Il rapporto intitolato “Istruzione o alfabetizzazione fanatica”, la Commissione nazionale di Giustizia e pace della Chiesa cattolica invita a ripensare i curricula scolastici, perché anche i cristiani, gli indù, i sikh e quanti appartengono alle minoranze in Pakistan possano approfondire lo studio della propria religione, mentre oggi devono sottostare all’obbligo di apprendere le basi dell’islam, come avviene in alcune aree del Paese fra cui il Punjab.
Dal rapporto emerge che migliaia di studenti non-musulmani sono “costretti” a studiare l’islam ed elementi della religione musulmana, nel timore di discriminazioni. Fra queste, la decisione presa dal Parlamento del Punjab – una delle province del Pakistan – e approvata “all’unanimità”, che rende obbligatorio nel piano studi l’apprendimento del Corano. E ai non musulmani “non viene offerta una valida alternativa”. Al contempo, anche in materie come scienze sociali e analisti della lingua il 20% circa dei contenuti è legato all’islam. Ancora: agli studenti non musulmani non viene assegnato il bonus extra di 20 punti, riservato a quanti approfondiscono studi islamici.
AsiaNews da tempo sottolinea l’importanza dell’educazione quale fattore di riscatto e di crescita per il Pakistan, tanto da dedicare alla scuola e all’istruzione un dossier approfondito (cfr, L’educazione può fermare i talebani in Pakistan). Peter Jacob, segretario esecutivo Ncjp, spiega che “l’istruzione e le politiche scolastiche in Pakistan” sono fra i settori in cui emergono evidenti discriminazioni di natura confessionale e violazioni ai diritti umani di base. A queste si aggiungono una cronica “mancanza di spirito di iniziativa” e complicazioni causate da “corruzione diffusa e inefficienze”.
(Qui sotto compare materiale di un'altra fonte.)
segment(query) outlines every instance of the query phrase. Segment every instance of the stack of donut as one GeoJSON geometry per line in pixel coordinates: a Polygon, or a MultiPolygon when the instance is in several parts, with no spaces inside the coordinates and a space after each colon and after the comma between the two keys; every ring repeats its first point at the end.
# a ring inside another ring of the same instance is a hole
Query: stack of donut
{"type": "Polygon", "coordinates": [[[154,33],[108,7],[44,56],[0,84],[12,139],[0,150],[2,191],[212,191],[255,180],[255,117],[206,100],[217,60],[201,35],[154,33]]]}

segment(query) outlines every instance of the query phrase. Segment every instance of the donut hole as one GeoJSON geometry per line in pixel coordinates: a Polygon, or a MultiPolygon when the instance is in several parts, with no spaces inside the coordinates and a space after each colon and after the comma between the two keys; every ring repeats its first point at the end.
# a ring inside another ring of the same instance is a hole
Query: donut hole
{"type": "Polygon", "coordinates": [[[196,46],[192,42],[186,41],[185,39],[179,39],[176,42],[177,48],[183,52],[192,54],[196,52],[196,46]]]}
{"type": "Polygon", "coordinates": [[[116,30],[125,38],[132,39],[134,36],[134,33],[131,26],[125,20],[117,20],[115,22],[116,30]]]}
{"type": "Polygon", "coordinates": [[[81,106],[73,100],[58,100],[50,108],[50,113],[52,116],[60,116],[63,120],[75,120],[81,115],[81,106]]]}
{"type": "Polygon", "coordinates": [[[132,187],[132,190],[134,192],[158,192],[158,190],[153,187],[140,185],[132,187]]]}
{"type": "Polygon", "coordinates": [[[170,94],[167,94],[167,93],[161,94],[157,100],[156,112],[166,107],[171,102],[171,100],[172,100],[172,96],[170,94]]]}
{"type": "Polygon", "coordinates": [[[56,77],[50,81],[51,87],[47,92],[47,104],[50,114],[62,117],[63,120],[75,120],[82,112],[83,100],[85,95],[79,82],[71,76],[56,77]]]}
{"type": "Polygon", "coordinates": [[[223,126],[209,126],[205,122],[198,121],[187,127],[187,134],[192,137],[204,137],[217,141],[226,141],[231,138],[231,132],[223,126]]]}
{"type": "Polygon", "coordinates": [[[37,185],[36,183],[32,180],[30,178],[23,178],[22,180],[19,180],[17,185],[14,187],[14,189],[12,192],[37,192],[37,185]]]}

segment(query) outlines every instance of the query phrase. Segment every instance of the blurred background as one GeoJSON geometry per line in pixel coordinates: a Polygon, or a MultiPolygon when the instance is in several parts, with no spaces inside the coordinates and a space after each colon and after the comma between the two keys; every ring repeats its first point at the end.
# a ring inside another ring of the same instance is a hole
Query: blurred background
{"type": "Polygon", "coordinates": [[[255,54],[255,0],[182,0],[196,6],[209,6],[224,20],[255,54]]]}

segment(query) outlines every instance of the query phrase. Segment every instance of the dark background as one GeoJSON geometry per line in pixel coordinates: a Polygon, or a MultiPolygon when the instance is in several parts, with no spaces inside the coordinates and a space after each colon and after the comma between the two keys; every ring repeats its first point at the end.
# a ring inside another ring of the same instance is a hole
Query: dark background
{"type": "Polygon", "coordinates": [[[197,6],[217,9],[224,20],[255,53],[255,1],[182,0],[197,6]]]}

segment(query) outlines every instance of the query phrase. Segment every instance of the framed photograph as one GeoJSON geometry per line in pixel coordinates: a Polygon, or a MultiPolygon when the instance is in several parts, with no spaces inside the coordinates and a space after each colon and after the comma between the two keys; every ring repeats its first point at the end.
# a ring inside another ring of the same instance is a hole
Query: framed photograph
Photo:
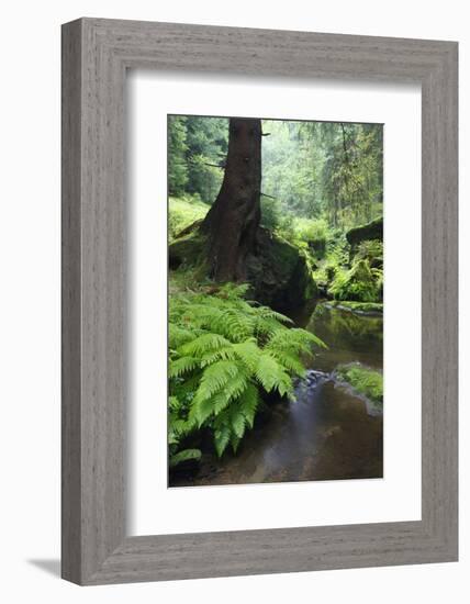
{"type": "Polygon", "coordinates": [[[457,43],[63,26],[63,577],[455,561],[457,43]]]}

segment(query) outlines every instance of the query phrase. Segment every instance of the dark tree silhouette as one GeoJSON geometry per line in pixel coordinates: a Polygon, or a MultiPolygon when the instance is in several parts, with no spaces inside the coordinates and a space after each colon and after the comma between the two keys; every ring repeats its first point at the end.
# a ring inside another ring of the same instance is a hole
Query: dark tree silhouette
{"type": "Polygon", "coordinates": [[[246,278],[246,259],[255,250],[261,217],[261,121],[232,118],[224,179],[202,230],[215,281],[246,278]]]}

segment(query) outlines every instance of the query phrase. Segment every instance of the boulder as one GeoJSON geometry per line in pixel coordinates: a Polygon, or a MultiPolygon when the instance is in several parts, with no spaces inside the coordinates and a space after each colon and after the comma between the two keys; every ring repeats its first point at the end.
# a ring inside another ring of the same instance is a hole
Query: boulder
{"type": "MultiPolygon", "coordinates": [[[[203,265],[205,254],[206,237],[193,230],[170,244],[169,267],[203,265]]],[[[246,261],[246,280],[255,300],[280,312],[300,307],[318,294],[302,251],[262,227],[257,232],[256,253],[246,261]]]]}
{"type": "Polygon", "coordinates": [[[383,217],[376,219],[362,226],[351,228],[346,233],[346,239],[352,248],[357,247],[360,242],[371,239],[383,241],[383,217]]]}
{"type": "Polygon", "coordinates": [[[305,256],[266,228],[258,230],[256,255],[247,261],[247,280],[256,300],[284,312],[302,306],[318,293],[305,256]]]}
Nello studio elaborato dagli attivisti cristiani si ricorda l’articolo 20 della Costituzione, il quale garantisce libertà religiosa, assieme all’articolo 22 secondo cui “nessuno è obbligato a ricevere un’istruzione religiosa, o prendere parte a cerimonie religiose, di un credo diverso dal proprio”. Tuttavia, il sistema scolastico ed educativo in genere sembrano “dimenticare” queste due leggi fondamentali della Carta dello Stato, mentre applicano con solerzia la norma prevista dall’articolo 31, in base al quale “è vincolante lo studio dell’islam e del Corano” tanto che – aggiungono gli attivisti cristiani – non vi sono più differenze sostanziali fra le istituti pubblici e le madrassa, le scuole islamiche.
Il rapporto denuncia infine che le religioni diverse dall’islam sono viste “con disprezzo e pregiudizio”. A fronte di una situazione che si fa sempre più critica, Giustizia e pace auspica una modifica sostanziale delle politiche scolastiche e la possibilità a studenti indù, cristiani, sikh e di altre religioni di approfondire le conoscenze della propria fede o, in alternativa, l’educazione etica e civica.